Seit den 1890er Jahren setzten sich die «Suffragetten» in Grossbritannien vehement, mit grosser politischer Arbeit, mit unermüdlichem Einsatz und Protestmärschen für die Bürgerwerdung der Frauen ein. Dreiviertel der unverheirateten Frauen waren in vielen Gegenden voll in der Textilindustrie tätig. Diese «Spinnerinnen» waren unabhängig in Geist und Geld. Ihnen war auch die Radikalisierung in der Stimmrechtsfrage zu verdanken. Sie waren mit Fug und Recht ungeduldig, empört über die soziale und politische Lage - so konnten locker ein paar Steine durch die protzigen Geschäftshäuser an der Oxford Street fliegen.

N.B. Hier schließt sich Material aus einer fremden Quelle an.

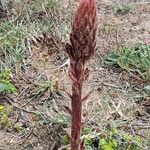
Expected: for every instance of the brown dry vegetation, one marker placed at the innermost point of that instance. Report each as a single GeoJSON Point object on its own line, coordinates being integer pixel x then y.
{"type": "Point", "coordinates": [38, 119]}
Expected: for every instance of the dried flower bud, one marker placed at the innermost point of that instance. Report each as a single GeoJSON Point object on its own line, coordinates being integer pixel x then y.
{"type": "Point", "coordinates": [82, 37]}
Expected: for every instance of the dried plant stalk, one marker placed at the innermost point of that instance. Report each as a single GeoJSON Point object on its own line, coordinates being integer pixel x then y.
{"type": "Point", "coordinates": [80, 50]}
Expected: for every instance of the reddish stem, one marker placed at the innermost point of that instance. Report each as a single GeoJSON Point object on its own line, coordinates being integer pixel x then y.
{"type": "Point", "coordinates": [76, 105]}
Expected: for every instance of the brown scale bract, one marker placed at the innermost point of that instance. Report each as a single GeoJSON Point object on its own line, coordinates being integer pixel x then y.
{"type": "Point", "coordinates": [82, 39]}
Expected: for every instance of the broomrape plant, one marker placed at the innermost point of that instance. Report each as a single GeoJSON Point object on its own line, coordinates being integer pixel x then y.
{"type": "Point", "coordinates": [80, 49]}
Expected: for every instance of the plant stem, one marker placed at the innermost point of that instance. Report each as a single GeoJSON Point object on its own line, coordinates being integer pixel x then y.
{"type": "Point", "coordinates": [76, 105]}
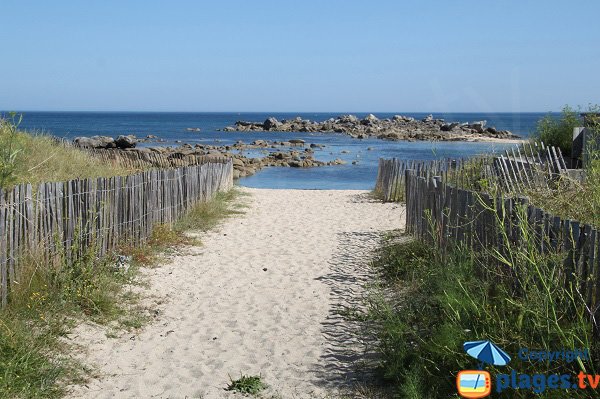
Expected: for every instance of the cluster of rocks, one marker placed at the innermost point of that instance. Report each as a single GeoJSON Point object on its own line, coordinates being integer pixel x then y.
{"type": "Point", "coordinates": [104, 142]}
{"type": "Point", "coordinates": [396, 128]}
{"type": "Point", "coordinates": [292, 153]}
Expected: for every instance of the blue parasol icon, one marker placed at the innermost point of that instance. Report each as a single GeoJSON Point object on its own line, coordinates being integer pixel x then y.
{"type": "Point", "coordinates": [487, 352]}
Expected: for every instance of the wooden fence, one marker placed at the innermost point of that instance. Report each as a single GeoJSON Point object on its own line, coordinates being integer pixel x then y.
{"type": "Point", "coordinates": [69, 217]}
{"type": "Point", "coordinates": [525, 166]}
{"type": "Point", "coordinates": [439, 211]}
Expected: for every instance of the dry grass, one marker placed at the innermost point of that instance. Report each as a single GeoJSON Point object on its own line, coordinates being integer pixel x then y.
{"type": "Point", "coordinates": [35, 158]}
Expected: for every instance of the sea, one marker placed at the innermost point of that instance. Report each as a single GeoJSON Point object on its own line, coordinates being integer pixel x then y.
{"type": "Point", "coordinates": [172, 127]}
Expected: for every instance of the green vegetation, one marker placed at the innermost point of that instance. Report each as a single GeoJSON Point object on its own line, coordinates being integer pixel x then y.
{"type": "Point", "coordinates": [573, 199]}
{"type": "Point", "coordinates": [43, 308]}
{"type": "Point", "coordinates": [252, 385]}
{"type": "Point", "coordinates": [558, 132]}
{"type": "Point", "coordinates": [51, 300]}
{"type": "Point", "coordinates": [54, 295]}
{"type": "Point", "coordinates": [35, 158]}
{"type": "Point", "coordinates": [205, 216]}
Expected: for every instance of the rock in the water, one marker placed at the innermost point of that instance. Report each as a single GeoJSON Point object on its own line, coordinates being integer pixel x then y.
{"type": "Point", "coordinates": [95, 142]}
{"type": "Point", "coordinates": [126, 141]}
{"type": "Point", "coordinates": [271, 123]}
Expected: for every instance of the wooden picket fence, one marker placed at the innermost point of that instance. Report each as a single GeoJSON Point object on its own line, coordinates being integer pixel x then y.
{"type": "Point", "coordinates": [67, 218]}
{"type": "Point", "coordinates": [436, 210]}
{"type": "Point", "coordinates": [520, 167]}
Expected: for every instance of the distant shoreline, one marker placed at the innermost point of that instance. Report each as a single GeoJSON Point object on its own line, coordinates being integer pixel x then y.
{"type": "Point", "coordinates": [396, 128]}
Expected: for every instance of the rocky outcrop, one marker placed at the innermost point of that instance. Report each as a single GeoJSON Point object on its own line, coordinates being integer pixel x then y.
{"type": "Point", "coordinates": [95, 142]}
{"type": "Point", "coordinates": [129, 141]}
{"type": "Point", "coordinates": [398, 127]}
{"type": "Point", "coordinates": [105, 142]}
{"type": "Point", "coordinates": [294, 153]}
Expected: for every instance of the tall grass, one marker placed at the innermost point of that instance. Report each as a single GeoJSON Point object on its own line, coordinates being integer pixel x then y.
{"type": "Point", "coordinates": [434, 299]}
{"type": "Point", "coordinates": [34, 158]}
{"type": "Point", "coordinates": [51, 298]}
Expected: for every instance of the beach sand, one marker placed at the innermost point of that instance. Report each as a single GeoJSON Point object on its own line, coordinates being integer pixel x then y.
{"type": "Point", "coordinates": [260, 296]}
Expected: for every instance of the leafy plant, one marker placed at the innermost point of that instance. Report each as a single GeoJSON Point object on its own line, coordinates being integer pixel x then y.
{"type": "Point", "coordinates": [252, 385]}
{"type": "Point", "coordinates": [8, 149]}
{"type": "Point", "coordinates": [558, 132]}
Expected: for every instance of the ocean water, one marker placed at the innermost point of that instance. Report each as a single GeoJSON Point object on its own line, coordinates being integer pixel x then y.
{"type": "Point", "coordinates": [172, 127]}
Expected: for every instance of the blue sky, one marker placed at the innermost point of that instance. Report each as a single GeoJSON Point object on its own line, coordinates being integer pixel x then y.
{"type": "Point", "coordinates": [327, 55]}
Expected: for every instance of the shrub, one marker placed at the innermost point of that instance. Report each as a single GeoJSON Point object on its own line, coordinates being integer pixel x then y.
{"type": "Point", "coordinates": [558, 132]}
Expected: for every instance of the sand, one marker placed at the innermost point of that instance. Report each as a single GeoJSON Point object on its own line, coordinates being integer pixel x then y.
{"type": "Point", "coordinates": [260, 296]}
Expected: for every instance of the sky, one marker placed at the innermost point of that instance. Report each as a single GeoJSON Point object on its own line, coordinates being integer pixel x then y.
{"type": "Point", "coordinates": [303, 56]}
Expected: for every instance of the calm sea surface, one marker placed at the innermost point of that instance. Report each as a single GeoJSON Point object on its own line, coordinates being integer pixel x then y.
{"type": "Point", "coordinates": [172, 127]}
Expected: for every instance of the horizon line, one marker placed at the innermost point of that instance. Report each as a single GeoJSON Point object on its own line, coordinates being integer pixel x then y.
{"type": "Point", "coordinates": [277, 112]}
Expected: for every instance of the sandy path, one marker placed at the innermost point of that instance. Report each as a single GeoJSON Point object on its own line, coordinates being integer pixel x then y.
{"type": "Point", "coordinates": [223, 314]}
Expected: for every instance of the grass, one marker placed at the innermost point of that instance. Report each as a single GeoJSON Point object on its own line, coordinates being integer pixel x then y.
{"type": "Point", "coordinates": [35, 158]}
{"type": "Point", "coordinates": [205, 216]}
{"type": "Point", "coordinates": [425, 306]}
{"type": "Point", "coordinates": [51, 298]}
{"type": "Point", "coordinates": [247, 384]}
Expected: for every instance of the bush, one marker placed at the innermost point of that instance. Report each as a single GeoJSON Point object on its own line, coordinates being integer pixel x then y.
{"type": "Point", "coordinates": [35, 158]}
{"type": "Point", "coordinates": [558, 132]}
{"type": "Point", "coordinates": [429, 306]}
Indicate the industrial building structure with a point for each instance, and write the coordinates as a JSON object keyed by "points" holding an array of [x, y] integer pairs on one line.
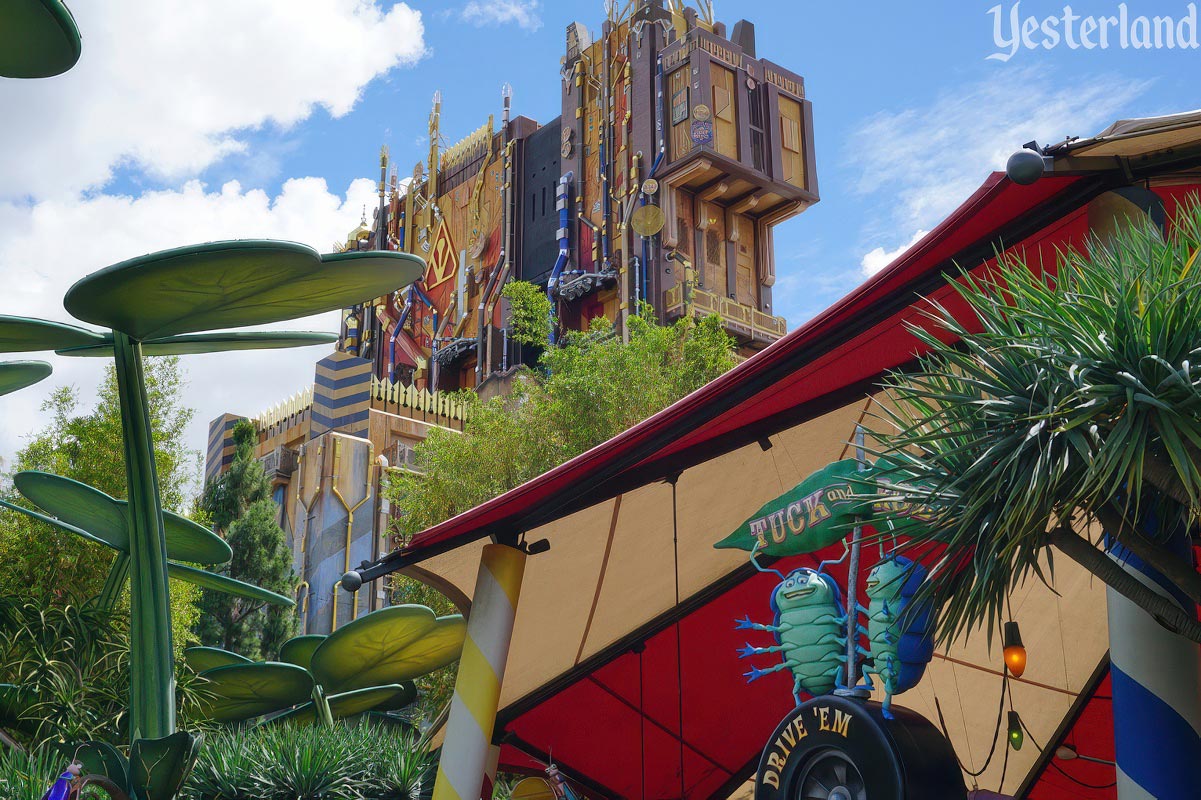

Doch dann zeigte sich der in den Medien so gerühmte freie und liberale Staat äusserst brutal. Die Frauen wurden ins Gefängnis geworfen. Als einige in einen Hungerstreik traten, wurden sie zwangsernährt und zwar auf so unglaublich brutale Art und Weise, dass den Journalisten echt einer abging, als sie die Bilder zwecks Delektieren der dekadenten britischen Oberschicht veröffentlichten. Die Presse war schon damals mehr Mittäter statt Kontrolleur herrschender Gewalt. Den festgeknebelten Frauen wurde ein Gummischlauch durch die Nase direkt in den Magen gerammte. Die qualvolle, zwei Stunden dauernde Prozedur kostete zwei Frauen beinahe das Leben, weil der Brei nicht in den Magen, sondern in ihre Lungen gepumpt wurden.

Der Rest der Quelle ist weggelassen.